BEIJING (Reuters) - Growth in China’s new home prices cooled in June as sales shrank for a second month, but building starts and investment quickened, providing a cushion for the slowing economy while Beijing claims some wins in reducing market froth.

FILE PHOTO: A man walks near a shantytown to be redeveloped, in front of apartment buildings, in Fu county in the south of Yanan, Shaanxi province, China January 2, 2019. REUTERS/Yawen Chen

Average new home prices in China’s 70 major cities grew 0.6% in June from a month earlier, easing from a 0.7% gain in May, according to Reuters calculations based on National Bureau of Statistics (NBS) data on Monday.

That marked the 50th straight month of price gains.

Most of the cities still reported higher prices. Sixty-three of the total 70 cities surveyed by the NBS reported higher prices in June, down from 67 cities in May.

On an annual basis, home prices increased 10.3% in June, easing from 10.7% in May.

The weakness mainly came from tier-1 cities. Prices in China’s four top-tier cities - Beijing, Shanghai, Guangzhou and Shenzhen - rose an average of 0.2% from a month earlier, slowing from a 0.3% uptick in May.

For tier-2 cities, which include most of larger provincial capitals, home prices grew 0.8% in June, identical with the previous month’s advance.

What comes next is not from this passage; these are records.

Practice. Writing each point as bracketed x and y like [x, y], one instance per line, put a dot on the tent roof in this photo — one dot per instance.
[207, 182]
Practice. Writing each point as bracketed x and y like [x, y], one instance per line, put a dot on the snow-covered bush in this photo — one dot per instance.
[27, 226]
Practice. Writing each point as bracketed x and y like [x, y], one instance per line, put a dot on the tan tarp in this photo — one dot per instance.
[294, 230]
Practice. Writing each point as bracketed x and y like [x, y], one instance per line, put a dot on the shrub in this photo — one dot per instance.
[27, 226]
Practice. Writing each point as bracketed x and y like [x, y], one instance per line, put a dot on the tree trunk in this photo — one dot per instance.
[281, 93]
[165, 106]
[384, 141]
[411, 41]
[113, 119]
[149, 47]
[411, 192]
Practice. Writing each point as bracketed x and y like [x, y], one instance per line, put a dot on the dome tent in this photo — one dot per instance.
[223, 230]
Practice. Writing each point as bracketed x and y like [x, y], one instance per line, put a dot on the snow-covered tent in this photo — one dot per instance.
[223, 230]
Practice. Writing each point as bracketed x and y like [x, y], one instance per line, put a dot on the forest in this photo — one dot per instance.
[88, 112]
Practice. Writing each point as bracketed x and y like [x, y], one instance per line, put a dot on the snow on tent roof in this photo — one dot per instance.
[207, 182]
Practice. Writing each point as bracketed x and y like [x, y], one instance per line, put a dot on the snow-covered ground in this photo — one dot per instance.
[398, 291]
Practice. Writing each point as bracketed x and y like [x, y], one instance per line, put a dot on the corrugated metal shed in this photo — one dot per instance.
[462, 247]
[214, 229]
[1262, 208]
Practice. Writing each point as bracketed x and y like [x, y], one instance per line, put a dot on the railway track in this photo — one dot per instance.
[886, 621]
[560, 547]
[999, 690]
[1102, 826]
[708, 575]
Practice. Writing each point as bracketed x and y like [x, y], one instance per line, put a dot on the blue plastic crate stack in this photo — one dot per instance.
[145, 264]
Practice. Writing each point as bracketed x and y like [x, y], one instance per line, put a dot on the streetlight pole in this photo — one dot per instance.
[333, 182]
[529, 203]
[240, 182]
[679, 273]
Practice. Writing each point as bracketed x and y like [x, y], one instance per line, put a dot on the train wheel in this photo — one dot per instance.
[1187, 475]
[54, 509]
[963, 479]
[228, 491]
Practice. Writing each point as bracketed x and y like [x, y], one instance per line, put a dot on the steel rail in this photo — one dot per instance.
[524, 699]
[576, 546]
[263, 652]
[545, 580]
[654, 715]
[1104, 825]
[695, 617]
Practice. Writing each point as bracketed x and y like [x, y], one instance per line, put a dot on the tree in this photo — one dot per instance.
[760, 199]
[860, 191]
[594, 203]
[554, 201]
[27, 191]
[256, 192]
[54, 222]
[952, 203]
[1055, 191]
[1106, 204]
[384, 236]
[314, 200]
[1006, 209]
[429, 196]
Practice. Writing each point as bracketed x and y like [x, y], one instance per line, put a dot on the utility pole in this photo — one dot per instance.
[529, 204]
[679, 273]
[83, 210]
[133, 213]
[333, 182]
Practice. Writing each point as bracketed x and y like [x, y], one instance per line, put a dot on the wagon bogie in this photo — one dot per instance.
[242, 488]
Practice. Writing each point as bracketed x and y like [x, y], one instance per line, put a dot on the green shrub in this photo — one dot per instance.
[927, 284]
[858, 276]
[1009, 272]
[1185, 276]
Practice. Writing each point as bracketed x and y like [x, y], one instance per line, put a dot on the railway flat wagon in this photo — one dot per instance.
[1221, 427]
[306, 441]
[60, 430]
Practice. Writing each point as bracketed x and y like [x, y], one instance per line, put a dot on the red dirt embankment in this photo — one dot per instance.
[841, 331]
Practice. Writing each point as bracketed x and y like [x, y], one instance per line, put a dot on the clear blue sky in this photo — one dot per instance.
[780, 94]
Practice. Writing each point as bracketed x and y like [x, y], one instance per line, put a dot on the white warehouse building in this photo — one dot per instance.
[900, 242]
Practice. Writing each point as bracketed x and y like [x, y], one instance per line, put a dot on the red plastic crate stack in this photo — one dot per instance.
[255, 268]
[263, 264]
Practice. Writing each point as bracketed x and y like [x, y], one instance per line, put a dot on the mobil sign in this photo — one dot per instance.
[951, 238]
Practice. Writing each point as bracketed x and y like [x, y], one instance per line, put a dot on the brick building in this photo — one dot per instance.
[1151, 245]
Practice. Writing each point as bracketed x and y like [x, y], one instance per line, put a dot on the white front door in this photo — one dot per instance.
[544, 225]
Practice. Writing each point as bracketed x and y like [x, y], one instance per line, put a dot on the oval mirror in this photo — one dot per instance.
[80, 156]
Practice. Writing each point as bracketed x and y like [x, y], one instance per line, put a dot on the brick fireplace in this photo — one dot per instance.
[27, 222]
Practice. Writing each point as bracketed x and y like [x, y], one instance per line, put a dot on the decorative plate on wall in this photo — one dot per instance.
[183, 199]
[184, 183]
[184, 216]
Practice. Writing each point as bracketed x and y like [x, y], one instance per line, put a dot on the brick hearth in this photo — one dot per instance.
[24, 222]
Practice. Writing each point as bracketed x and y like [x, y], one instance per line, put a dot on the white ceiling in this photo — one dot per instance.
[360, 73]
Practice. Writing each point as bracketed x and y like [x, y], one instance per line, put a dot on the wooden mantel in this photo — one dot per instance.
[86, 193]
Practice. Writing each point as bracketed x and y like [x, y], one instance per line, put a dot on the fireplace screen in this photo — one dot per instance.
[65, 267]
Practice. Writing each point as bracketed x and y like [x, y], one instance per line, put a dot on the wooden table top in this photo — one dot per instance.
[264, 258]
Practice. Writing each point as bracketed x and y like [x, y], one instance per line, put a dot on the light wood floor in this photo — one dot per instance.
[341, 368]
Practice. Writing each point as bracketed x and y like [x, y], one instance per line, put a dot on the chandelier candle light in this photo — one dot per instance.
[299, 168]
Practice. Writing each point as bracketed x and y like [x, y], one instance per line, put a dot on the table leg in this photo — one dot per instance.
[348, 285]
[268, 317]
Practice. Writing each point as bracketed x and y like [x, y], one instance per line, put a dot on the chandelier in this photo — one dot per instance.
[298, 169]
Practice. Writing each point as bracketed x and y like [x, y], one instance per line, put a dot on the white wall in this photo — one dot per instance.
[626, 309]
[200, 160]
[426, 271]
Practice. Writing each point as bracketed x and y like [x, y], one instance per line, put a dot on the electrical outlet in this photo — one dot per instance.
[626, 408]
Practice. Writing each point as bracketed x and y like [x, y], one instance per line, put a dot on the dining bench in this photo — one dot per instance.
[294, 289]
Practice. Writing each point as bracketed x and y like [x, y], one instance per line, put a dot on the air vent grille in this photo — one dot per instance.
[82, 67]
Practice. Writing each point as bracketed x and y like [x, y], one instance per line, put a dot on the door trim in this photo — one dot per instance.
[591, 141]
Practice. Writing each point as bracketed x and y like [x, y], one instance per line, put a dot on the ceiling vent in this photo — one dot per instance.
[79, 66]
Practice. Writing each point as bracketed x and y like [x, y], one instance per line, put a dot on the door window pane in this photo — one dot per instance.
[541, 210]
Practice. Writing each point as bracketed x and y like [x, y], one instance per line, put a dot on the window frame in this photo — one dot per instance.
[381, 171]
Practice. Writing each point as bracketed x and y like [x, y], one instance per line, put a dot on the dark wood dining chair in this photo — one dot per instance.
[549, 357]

Despite still elevated prices in some of China’s biggest cities, many analysts are still bearish on the market’s overall outlook this year as demand in smaller cities - which account for 70% of sales by floor area - will likely falter, and as Beijing has not indicated it will ease nationwide property curbs anytime soon.

Property sales by floor area, a leading indicator of demand, fell 2.2% in June on year, Reuters calculations showed although that was less than May’s 5.5% fall, the biggest decline since October 2017.

“The main reason for price expectations to have turned more bearish is the intensive policy tightening in the past two months,” said Zhang Dawei, a property analyst at Centaline.

Beijing has repeatedly urged local governments to take more responsibility in curbing home price growth as China’s property markets have become increasingly polarised, with some cities showing signs of overheating while others are cooling rapidly.

Fears of bubble risk have resurfaced lately due to easier credit conditions as policymakers rushed to stimulate growth in the face of an escalating trade war with the United States.

In some provincial cities, including Nanjing and Hangzhou, local regulators have guided banks to raise interest rates on home loans in June, Chinese media have reported. Xian, a top price performer in May, also moved to step up purchase curbs to fend off speculative buying.

Homebuilders have also felt the pinch as Beijing tightened up financing channels. The government slowed approvals for their onshore and offshore bond issuance to discourage feverish land bidding.

This was in line with declining growth in funds raised by property developers, which fell to 6.2% on-year in January-June, lower than a 7.6% increase in the first five months.

INVESTMENT RESILIENCE

Despite cooling sales and prices, real estate investment, a major growth driver for the world’s second-largest economy, quickened in June. It rose 10.1% from a year earlier, accelerating from a 9.5% gain in May but still slower than in April, Reuters calculated.

New construction starts measured by floor area also rose 8.9% on year in June, versus a 4% increase the previous month, reflecting still robust demand, Reuters calculations showed.

However, analysts say robust growth in property investment has been mainly due to aggressive land bidding by developers this year, while actual construction activity has slowed.

To fend off risks in economically more vulnerable small cities, Beijing also slashed its shantytown redevelopment target for 2019, which was responsible for significant frontloading of property demand in tier-3 and tier-4 cities in 2018.

Falling government support will inevitably drive down housing transactions and prices in these small cities, which will weigh on national-level sales and prices, Bo Zhuang, chief China economist at TS Lombard, said in a note last week.